The Lincoln, Neb., district, for example, recently faced public criticism when a group of teachers, trying to understand the needs of transgender students in a school there, met to discuss materials that said sexuality and gender are on a spectrum, rather than binary. The materials encouraged the educators not to refer to their students as "boys and girls," but to call them by gender-neutral titles like "students and scholars" instead.
"It's our responsibility to educate each and every one of [our students] so that they can be successful and productive citizens, and to be successful with these [transgender] children, we have to understand those differences," Superintendent Steve Joel said, defending the teachers' discussion in a press conference. Mr. Joel said the district has no policy prohibiting terms like "boys and girls," and that teachers were merely exploring more sensitive approaches to working with transgender students.
Many of the struggles LGBT youths face in school are the result of a lack of understanding of their needs or an unrecognized, implicit bias among educators, advocates say. For example, educators may be quicker to discipline same-sex couples for kissing in the hallway than heterosexual couples, recent issue briefs by the Gay Straight Alliance Network said. Educators may also fail to recognize hurtful language or bullying if they aren't familiar with LGBT issues.
In a focus group, a male student told Mr. Russell, the University of Arizona researcher, he'd been sent to the office for painting his fingernails in class, something he'd seen female classmates do without consequence.

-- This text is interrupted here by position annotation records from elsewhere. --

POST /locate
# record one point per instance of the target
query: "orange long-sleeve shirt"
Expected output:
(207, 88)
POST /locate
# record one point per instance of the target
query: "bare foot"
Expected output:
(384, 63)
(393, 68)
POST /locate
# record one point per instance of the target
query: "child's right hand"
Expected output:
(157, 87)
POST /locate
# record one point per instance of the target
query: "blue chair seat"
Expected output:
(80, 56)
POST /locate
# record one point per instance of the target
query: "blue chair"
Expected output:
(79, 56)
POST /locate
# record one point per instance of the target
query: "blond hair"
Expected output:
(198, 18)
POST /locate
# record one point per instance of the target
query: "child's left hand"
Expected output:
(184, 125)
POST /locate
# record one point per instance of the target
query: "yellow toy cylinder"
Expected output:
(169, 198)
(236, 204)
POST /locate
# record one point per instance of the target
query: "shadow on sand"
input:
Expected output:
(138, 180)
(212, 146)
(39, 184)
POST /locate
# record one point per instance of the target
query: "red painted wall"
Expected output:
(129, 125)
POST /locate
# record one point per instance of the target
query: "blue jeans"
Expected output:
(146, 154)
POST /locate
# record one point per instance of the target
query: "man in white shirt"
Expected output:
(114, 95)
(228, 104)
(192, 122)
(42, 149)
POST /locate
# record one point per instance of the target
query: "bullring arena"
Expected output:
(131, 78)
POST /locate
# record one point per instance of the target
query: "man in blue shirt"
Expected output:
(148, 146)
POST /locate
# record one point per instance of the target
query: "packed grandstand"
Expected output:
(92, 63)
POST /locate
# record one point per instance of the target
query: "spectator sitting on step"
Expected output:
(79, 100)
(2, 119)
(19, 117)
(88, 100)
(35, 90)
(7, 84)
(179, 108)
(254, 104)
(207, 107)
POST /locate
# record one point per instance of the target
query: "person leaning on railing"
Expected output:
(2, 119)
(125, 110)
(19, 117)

LGBT students also frequently feel they are "blamed for their own victimization," and they sometimes fight back after administrators ignore reports of harassment by peers, the Gay Straight Alliance Network said.
Mr. Bolanos, the San Diego student, said he understands how those incidents could happen. After repeatedly staying home to avoid being bullied, he lost credits because of excessive absences and eventually dropped out, he said. Now enrolled in an alternative high school, he expects to earn a diploma in December.
"The only way I could take the situation into my own hands," he said, "was by missing out on the education I'm supposed to have."